According to a study commissioned by Visit Tucson, 47 percent of out-of-town buyers like Johnson spent at least $1,000 in on-site purchases in 2014. Overall, the $120 million that the shows under the gem show umbrella drew last year was a 20-percent increase from 2007, when it pulled in $100 million.

Spending is up in several categories, per the study’s sample of 1,000 attendees: 26 percent spent $3,000 or more on their Tucson trips in 2014, up from 16 percent in 2007; the average per-trip expenditure was $2,731 in 2014, compared to $1,878 in 2007. Seventy percent of international buyers spent more than $1,000 in on-site purchases, and close to half broke the $5,000 mark. Locals weren’t afraid to spend more 

than a couple bucks themselves, with 14 percent of local buyers spending at least $1,000.

Some of the shows have solid local roots. The Tucson Gem & Mineral Society’s show in the Tucson Convention Center – “the” show, and the show that started it all as a swap meet in an elementary school parking lot in 1955 – is run by the nonprofit earth science enthusiasts’ club. That one is Feb. 12-15, one of many in the downtown area. 

Alby Davis, who lives in Picture Rocks, organizes the Miners Co-op Rock Show in Marana. The show started a few years ago in Colorado, which also has an active gem and mineral show circuit, and came to the northwest side last year. With vendors numbering in the mid-20s last year and in the upper 30s this year, it’s already outgrowing its spot off Interstate 10 south of Orange Grove Road. 

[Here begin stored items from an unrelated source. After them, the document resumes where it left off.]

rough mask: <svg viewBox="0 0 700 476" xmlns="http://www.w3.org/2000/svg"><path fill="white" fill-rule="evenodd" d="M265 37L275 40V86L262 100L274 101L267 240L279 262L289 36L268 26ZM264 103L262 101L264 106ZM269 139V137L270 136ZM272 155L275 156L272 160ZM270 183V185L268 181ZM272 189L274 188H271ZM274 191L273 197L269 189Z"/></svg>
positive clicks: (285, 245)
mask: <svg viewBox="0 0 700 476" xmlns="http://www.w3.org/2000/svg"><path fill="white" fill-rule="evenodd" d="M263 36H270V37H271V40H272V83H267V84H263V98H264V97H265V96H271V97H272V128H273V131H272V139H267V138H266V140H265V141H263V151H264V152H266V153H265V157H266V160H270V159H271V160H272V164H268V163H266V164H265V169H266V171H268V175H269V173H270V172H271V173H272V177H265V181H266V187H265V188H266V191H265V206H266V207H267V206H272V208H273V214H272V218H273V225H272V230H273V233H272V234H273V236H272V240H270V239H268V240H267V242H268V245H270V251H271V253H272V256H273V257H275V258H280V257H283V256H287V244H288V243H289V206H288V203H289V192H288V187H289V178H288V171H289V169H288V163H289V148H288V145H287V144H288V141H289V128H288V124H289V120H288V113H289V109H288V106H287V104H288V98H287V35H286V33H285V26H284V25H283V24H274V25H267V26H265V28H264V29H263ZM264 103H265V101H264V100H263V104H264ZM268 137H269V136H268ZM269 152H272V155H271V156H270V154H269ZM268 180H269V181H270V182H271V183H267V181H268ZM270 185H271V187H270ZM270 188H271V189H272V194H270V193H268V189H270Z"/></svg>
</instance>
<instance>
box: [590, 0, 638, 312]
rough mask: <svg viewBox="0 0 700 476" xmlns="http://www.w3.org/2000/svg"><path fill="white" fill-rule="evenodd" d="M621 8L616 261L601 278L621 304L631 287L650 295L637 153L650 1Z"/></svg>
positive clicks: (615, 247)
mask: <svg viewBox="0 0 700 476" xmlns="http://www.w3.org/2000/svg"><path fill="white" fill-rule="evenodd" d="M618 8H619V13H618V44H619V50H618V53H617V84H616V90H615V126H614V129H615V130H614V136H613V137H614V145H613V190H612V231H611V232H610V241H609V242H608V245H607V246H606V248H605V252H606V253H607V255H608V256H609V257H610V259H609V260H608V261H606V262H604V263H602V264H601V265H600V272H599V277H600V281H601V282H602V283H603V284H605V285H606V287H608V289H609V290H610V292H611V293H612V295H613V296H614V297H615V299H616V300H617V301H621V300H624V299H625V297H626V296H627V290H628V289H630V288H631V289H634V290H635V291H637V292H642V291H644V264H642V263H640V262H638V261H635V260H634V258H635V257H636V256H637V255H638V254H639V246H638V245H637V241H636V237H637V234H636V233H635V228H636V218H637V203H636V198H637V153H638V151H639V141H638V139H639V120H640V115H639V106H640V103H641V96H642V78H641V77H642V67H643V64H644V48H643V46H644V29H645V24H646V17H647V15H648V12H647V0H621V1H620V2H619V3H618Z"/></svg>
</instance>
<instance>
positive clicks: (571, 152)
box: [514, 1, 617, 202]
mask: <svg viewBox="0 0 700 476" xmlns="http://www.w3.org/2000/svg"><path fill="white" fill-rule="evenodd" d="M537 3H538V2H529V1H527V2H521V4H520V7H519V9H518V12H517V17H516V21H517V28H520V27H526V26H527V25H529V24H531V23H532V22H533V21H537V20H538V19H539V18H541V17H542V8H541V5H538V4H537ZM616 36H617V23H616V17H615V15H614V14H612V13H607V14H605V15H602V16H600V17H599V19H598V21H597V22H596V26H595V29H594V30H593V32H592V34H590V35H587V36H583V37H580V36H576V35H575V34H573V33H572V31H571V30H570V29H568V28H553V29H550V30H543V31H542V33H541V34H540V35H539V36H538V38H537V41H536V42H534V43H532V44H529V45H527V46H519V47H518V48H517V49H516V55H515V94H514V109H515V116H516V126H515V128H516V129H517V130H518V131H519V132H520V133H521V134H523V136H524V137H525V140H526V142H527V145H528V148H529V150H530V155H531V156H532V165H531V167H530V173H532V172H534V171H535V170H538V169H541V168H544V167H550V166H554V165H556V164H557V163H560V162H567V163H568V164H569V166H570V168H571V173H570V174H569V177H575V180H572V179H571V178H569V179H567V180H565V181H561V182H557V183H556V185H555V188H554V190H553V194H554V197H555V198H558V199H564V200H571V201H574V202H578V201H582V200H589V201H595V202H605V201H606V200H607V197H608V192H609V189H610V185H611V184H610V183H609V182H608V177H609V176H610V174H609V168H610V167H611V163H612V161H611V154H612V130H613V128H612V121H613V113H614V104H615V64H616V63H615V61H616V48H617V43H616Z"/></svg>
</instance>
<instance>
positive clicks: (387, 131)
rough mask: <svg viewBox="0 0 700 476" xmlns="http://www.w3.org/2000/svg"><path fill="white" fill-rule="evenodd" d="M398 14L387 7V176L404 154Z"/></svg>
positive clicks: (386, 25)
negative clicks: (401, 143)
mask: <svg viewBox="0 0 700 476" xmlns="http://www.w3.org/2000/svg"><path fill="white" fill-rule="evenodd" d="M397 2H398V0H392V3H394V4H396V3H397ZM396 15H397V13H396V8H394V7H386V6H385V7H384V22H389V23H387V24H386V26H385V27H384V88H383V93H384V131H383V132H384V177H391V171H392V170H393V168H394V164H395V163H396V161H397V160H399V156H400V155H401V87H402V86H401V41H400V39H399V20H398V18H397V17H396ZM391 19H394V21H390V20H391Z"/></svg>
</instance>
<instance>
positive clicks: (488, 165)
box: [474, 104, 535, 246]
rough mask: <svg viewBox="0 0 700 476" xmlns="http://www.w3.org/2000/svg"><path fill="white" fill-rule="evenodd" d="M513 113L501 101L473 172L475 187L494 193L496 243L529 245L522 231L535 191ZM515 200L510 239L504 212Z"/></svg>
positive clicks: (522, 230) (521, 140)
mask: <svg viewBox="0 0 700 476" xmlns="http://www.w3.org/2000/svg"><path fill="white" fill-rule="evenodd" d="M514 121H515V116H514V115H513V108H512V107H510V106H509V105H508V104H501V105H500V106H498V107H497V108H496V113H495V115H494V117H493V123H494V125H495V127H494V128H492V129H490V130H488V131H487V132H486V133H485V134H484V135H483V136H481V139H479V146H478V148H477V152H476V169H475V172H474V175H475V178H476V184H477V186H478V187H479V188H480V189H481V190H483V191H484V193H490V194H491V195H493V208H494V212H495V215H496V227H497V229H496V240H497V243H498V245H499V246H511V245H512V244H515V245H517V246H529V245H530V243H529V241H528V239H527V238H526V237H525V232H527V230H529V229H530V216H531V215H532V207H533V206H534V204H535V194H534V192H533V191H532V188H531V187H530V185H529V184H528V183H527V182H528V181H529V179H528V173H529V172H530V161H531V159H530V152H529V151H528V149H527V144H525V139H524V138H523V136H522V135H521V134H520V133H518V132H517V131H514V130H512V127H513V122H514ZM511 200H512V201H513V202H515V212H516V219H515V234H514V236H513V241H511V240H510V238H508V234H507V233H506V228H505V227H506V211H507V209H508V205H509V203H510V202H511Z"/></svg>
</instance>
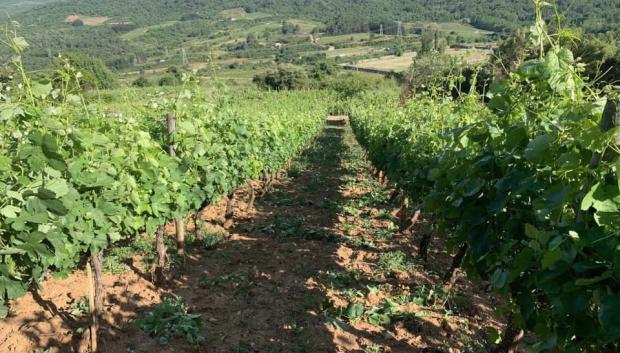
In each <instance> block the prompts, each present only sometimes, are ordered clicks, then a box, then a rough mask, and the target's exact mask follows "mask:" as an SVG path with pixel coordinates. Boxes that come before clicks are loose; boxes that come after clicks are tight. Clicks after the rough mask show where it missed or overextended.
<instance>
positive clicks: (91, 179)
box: [0, 37, 329, 345]
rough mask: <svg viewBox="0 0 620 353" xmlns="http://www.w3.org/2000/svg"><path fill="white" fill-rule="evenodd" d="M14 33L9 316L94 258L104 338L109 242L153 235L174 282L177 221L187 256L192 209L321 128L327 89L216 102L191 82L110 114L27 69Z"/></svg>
mask: <svg viewBox="0 0 620 353" xmlns="http://www.w3.org/2000/svg"><path fill="white" fill-rule="evenodd" d="M11 40H12V41H13V45H14V47H15V48H14V49H15V50H16V55H17V56H16V58H17V59H16V60H14V63H15V64H16V65H17V67H18V69H19V71H20V72H21V73H22V77H21V81H22V82H23V86H22V89H14V90H11V91H10V92H11V95H9V96H5V97H4V100H3V101H1V102H0V112H1V114H0V120H1V121H2V125H0V162H1V163H0V316H1V317H4V316H6V315H8V314H9V312H8V310H9V309H8V308H7V306H8V304H9V301H10V300H14V299H17V298H19V297H20V296H22V295H23V294H24V293H25V292H26V291H27V290H38V283H37V282H39V281H41V280H42V279H44V278H45V277H46V275H47V274H48V272H49V271H54V272H59V273H69V272H70V271H72V270H73V269H75V267H76V266H77V265H78V264H79V263H80V262H81V261H82V259H84V258H85V257H86V256H88V258H89V260H88V261H87V268H86V270H87V273H88V274H89V275H90V276H89V277H91V278H89V281H90V283H93V286H94V287H93V290H92V291H91V294H90V295H89V296H90V298H89V299H90V300H89V301H90V302H91V304H94V305H91V309H92V310H93V312H92V322H91V328H92V330H91V338H96V337H94V335H95V334H96V328H97V322H96V319H97V316H98V313H100V312H101V311H102V310H103V300H104V296H103V293H104V290H103V288H102V283H103V282H102V281H101V276H102V260H103V257H102V256H103V251H104V250H105V249H107V248H108V247H110V246H112V245H113V244H115V243H118V242H120V241H129V242H131V241H134V239H135V238H136V237H138V236H141V234H143V233H146V234H149V235H153V234H155V237H156V248H157V253H158V259H157V264H156V265H155V266H154V267H155V268H154V271H153V273H152V274H153V279H154V281H155V282H160V283H161V282H162V281H165V274H164V266H165V261H166V244H165V241H164V226H165V225H166V224H167V223H168V221H170V220H175V221H176V223H177V224H176V225H177V227H176V229H177V252H178V253H180V254H183V250H184V249H183V248H184V231H185V226H184V224H183V223H184V222H183V217H184V216H185V215H187V214H188V213H189V212H190V211H191V210H196V209H198V210H199V212H198V216H199V215H200V210H202V209H204V207H206V206H208V205H210V204H213V203H214V202H217V201H218V200H219V199H220V198H221V197H222V195H226V194H230V192H231V191H232V190H234V189H235V188H238V187H239V186H241V185H243V184H245V183H246V182H247V181H248V180H249V179H255V178H257V177H258V176H259V175H260V174H261V171H262V172H263V174H265V173H266V174H267V175H272V174H273V172H275V171H277V170H278V169H280V168H281V167H282V166H283V165H285V164H286V163H287V162H288V161H289V160H290V159H291V158H292V157H294V156H295V155H296V154H297V153H299V152H300V151H301V149H302V148H304V147H305V146H306V145H307V144H308V142H310V141H311V140H313V139H314V137H315V136H316V135H318V133H319V132H320V130H321V129H322V127H323V125H324V121H325V117H326V116H327V111H328V104H329V103H328V102H329V99H328V97H329V93H327V92H319V91H303V92H281V93H278V92H266V93H265V92H253V93H248V94H245V95H241V96H236V97H233V98H231V97H220V98H217V101H213V100H210V99H209V98H207V97H205V96H204V95H203V94H202V92H200V89H199V87H197V86H196V87H193V88H192V87H191V86H186V85H185V84H184V86H183V88H182V89H181V90H180V91H181V92H179V95H178V97H177V98H176V99H173V100H170V99H167V98H164V99H162V97H161V96H156V97H154V98H153V101H150V102H146V103H145V106H143V107H132V108H131V109H132V110H131V111H129V112H125V113H124V114H110V113H108V112H106V111H105V110H102V109H101V108H99V107H98V106H97V105H96V104H90V103H88V102H86V101H85V100H84V98H83V97H81V96H80V95H79V94H75V93H73V92H68V91H63V90H62V89H58V88H55V87H54V84H53V83H52V81H51V80H33V79H31V78H30V77H28V76H27V75H26V74H25V71H24V70H23V66H22V64H21V61H20V60H19V55H20V53H21V50H23V49H24V48H25V47H26V46H27V43H26V42H25V41H24V40H23V38H20V37H15V38H11ZM67 70H68V71H69V72H68V73H67V75H66V76H62V77H64V78H63V79H67V80H69V81H70V82H62V84H61V85H60V87H67V86H68V84H69V83H71V82H73V80H78V75H77V73H76V72H72V71H71V68H67ZM7 91H8V90H7ZM145 108H146V109H145ZM166 113H168V114H167V115H166ZM155 116H160V117H165V118H166V121H165V122H164V124H161V121H162V119H161V118H156V117H155ZM162 127H163V128H162ZM229 200H230V198H229ZM230 201H232V200H230ZM197 238H199V237H198V236H197ZM94 341H96V339H94V340H93V345H94V344H95V343H94Z"/></svg>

Davis is a lifelong gem show attendee and a rockhound, one who harvests rocks and minerals from their natural environment. Keeping to that, the Miners Co-op show screens potential vendors to ensure they take their product straight from the ground themselves or are the artisans who create the finished wares. Davis, for his part, visits a private mine near western Arizona’s Colorado River called the Good Day Mine, where, with permission, he hunts gem silica, a gem that resembles turquoise (it gets its green-blue hue from copper).

As his show is a co-op, Davis, as the organizer, isn’t in it to profit, although the individual vendors do make money. He said the rockhounding emphasis lets vendors get back to their roots in a congenial atmosphere. 

The show is locally organized, but like other shows around town, hosts sellers from around the world.

“We have miners from Mali, we have miners from Morocco, we have miners from Switzerland in our show,” Davis said.

Davis said he has suggested to the town of Marana a municipal arts center that can house the rock show in the winter and host other events during other times of the year, an idea to which he said the town was receptive. 

On an overcast day the day before its Jan. 30 opening, the scene was already hopping at the co-op’s open-air Travel Center Drive location in anticipation.

Davis said shoppers like specific and unusual items and they know the rockhounds will have them.

 “We have unique products. We go out and we mine in unique areas and we find unique things. They come looking for that,” he said. “A lot of jewelers come looking for that, a lot of carvers come looking for that, a lot of people that just want a piece of rock that’s different coming looking for it.”